4. Ketidaksempurnaan respon neuroendokrin
Pada pasien yang mengalami gangguan fungsi endokrin, seperti dibetes mellitus
yang tidak terkontrol, bahaya utama yang mengancam hidup pasien saat dilakukan
pembedahan adalah terjadinya hipoglikemia yang mungkin terjadi selama
pembiusan akibat agen anstesi. Atau juga akibat masukan karbohidrat yang tidak
adekuart pasca operasi atau pemberian insulin yang berlebihan. Bahaya lain yang
mengancam adalah asidosis atau glukosuria. Pasien yang mendapat terapi
kortikosteroid beresiko mengalami insufisinsi adrenal. Pengguanaan oabat-obatan
kortikosteroid harus sepengetahuan dokter anastesi dan dokter bedahnya.

5. Merokok
Pasien dengan riwayat merokok biasanya akan mengalami gangguan vaskuler,
terutama terjadi arterosklerosis pembuluh darah, yang akan meningkatkan tekanan
darah sistemiknya.

6. Alkohol dan obat-obatan


Individu dengan riwayat alkoholic kronik seringkali menderita malnutrisi dan
masalah-masalah sistemik, sperti gangguan ginjal dan hepar yang akan
meningkatkan resiko pembedahan. Pada kasus kecelakaan lalu lintas yang
seringkali dialami oleh pemabuk. Maka sebelum dilakukan operasi darurat perlu
dilakukan pengosongan lambung untuk menghindari asprirasi dengan pemasangan
NGT.
b) PERSIAPAN PENUNJANG

Persiapan penunjang merupakan bagian yang tidak dapat dipisahkan dari


tindakan pembedahan. Tanpa adanya hasil pemeriksaan penunjang, maka dokter
bedah tidak meungkin bisa menentukan tindakan operasi yang harus dilakukan
pada pasien. Pemeriksaan penunjang yang dimaksud adalah berbagai pemeriksaan
radiologi, laboratorium maupun pemeriksaan lain seperti ECG, dan lain-lain.
Sebelum dokter mengambil keputusan untuk melakukan operasi pada pasien,
dokter melakukan berbagai pemeriksaan terkait dengan keluhan penyakit pasien
sehingga dokter bisa menyimpulkan penyakit yang diderita pasien. Setelah dokter
bedah memutuskan untuk dilakukan operasi maka dokter anstesi berperan untuk
menentukan apakan kondisi pasien layak menjalani operasi. Untuk itu dokter
anastesi juga memerlukan berbagai macam pemrikasaan laboratorium terutama
pemeriksaan masa perdarahan (bledding time) dan masa pembekuan (clotting
time) darah pasien, elektrolit serum, Hemoglobin, protein darah, dan hasil
pemeriksaan radiologi berupa foto thoraks dan EKG.

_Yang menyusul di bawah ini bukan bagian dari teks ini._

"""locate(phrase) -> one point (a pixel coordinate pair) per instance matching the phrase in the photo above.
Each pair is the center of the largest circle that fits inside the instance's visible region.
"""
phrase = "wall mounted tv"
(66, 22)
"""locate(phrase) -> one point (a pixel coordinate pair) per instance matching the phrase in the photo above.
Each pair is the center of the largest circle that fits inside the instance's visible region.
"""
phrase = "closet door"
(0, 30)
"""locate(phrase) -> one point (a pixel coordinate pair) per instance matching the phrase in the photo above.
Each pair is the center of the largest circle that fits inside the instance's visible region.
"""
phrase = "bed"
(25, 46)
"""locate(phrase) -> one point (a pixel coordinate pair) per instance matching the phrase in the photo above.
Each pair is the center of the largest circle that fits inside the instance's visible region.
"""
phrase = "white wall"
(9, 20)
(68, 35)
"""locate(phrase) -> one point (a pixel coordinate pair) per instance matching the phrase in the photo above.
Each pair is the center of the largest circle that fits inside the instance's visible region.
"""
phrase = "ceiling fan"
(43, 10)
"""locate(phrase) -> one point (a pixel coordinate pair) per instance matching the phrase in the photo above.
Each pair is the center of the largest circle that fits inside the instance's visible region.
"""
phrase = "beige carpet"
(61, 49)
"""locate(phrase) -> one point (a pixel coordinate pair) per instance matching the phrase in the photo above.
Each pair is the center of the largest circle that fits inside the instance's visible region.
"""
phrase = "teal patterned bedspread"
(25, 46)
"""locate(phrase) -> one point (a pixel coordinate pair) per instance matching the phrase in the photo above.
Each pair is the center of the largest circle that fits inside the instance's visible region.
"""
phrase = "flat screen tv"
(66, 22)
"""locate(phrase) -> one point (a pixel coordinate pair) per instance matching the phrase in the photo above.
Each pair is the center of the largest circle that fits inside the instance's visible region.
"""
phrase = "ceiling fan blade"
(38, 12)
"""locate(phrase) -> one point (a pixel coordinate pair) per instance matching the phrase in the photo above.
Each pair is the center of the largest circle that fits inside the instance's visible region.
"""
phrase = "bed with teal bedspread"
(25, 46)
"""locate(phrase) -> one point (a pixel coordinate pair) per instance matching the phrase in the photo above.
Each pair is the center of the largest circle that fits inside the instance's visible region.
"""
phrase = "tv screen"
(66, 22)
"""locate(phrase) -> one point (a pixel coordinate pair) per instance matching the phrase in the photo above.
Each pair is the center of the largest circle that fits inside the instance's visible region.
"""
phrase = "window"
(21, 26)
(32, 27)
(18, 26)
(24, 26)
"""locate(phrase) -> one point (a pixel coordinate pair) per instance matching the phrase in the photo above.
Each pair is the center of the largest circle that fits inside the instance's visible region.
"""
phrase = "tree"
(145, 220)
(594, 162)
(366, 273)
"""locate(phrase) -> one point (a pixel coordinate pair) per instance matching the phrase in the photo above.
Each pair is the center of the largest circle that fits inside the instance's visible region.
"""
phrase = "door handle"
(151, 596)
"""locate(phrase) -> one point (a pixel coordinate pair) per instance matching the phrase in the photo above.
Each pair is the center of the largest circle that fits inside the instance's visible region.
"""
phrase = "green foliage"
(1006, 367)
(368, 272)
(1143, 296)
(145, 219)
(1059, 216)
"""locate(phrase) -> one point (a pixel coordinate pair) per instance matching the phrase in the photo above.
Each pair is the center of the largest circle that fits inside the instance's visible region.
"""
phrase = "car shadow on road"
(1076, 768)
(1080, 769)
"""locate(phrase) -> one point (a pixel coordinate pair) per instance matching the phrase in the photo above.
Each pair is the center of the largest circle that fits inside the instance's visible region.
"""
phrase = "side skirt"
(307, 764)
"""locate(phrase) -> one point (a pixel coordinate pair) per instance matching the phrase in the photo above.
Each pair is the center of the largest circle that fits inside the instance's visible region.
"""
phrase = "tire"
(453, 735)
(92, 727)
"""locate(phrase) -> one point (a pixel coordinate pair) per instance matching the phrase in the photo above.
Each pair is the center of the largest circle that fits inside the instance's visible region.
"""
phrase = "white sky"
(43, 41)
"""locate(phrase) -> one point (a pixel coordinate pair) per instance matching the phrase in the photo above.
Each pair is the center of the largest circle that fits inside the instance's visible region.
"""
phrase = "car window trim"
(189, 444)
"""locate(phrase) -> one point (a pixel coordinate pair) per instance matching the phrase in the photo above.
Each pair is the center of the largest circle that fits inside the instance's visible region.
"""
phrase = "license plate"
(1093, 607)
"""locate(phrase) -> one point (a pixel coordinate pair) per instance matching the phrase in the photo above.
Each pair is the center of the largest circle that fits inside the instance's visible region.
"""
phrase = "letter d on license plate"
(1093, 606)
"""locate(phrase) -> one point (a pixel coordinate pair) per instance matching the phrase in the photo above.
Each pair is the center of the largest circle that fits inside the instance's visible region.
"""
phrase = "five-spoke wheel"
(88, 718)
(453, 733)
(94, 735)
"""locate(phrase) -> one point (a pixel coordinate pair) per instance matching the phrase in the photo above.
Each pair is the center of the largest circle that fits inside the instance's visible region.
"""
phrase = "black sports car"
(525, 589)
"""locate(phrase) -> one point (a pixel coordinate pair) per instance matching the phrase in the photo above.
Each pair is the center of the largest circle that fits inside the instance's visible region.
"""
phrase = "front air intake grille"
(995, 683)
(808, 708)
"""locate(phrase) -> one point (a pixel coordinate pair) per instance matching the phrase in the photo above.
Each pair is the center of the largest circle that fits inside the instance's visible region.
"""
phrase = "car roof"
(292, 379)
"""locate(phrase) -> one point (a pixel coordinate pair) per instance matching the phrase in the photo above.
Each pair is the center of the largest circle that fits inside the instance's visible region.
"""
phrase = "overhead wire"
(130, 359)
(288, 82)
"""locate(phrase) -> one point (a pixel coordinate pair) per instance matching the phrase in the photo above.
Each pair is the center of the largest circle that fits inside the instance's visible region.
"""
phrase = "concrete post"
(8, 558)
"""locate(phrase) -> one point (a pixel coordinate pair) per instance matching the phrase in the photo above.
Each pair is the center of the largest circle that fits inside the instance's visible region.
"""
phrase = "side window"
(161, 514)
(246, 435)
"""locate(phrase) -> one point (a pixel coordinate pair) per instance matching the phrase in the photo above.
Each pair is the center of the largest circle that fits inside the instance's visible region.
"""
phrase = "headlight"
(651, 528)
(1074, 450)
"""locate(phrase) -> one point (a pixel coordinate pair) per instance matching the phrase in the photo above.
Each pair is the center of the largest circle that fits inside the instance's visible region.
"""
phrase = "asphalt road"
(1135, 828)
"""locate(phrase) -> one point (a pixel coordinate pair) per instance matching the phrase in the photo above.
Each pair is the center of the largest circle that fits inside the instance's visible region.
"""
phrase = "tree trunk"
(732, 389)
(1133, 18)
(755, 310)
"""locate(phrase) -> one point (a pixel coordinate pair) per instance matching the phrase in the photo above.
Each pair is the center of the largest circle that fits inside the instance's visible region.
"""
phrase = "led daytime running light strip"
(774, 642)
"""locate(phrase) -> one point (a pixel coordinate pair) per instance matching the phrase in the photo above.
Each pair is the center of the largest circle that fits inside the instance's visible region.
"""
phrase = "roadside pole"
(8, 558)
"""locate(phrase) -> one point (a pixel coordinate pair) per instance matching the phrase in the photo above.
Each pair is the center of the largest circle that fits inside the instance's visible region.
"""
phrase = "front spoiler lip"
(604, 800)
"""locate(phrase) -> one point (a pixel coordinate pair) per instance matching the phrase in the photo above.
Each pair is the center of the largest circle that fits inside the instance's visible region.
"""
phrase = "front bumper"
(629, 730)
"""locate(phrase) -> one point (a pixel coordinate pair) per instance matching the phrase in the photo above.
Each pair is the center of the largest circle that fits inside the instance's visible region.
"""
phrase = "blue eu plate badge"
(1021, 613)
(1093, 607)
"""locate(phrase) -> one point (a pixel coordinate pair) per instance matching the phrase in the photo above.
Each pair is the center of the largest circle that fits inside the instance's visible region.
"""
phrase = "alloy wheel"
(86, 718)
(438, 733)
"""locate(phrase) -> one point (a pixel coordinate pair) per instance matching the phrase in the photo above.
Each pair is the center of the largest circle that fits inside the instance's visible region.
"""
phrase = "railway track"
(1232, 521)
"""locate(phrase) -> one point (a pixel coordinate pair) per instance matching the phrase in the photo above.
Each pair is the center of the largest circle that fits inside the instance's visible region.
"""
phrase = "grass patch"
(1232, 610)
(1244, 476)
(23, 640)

Dibawah ini adalah berbagai jenis pemeriksaan penunjang yang sering dilakukan
pada pasien sebelum operasi (tidak semua jenis pemeriksaan dilakukan terhadap
pasien, namun tergantung pada jenis penyakit dan operasi yang dijalani oleh
pasien). Pemeriksaan penunjang antara lain :

1. Pemeriksaan Radiologi dan diagnostik, seperti : Foto thoraks, abdomen, foto


tulang (daerah fraktur), USG (Ultra Sono Grafi), CT scan (computerized
Tomography Scan) , MRI (Magnrtic Resonance Imagine), BNO-IVP, Renogram,
Cystoscopy, Mammografi, CIL (Colon in Loop), EKG/ECG (Electro Cardio
Grafi), ECHO, EEG (Electro Enchephalo Grafi), dll.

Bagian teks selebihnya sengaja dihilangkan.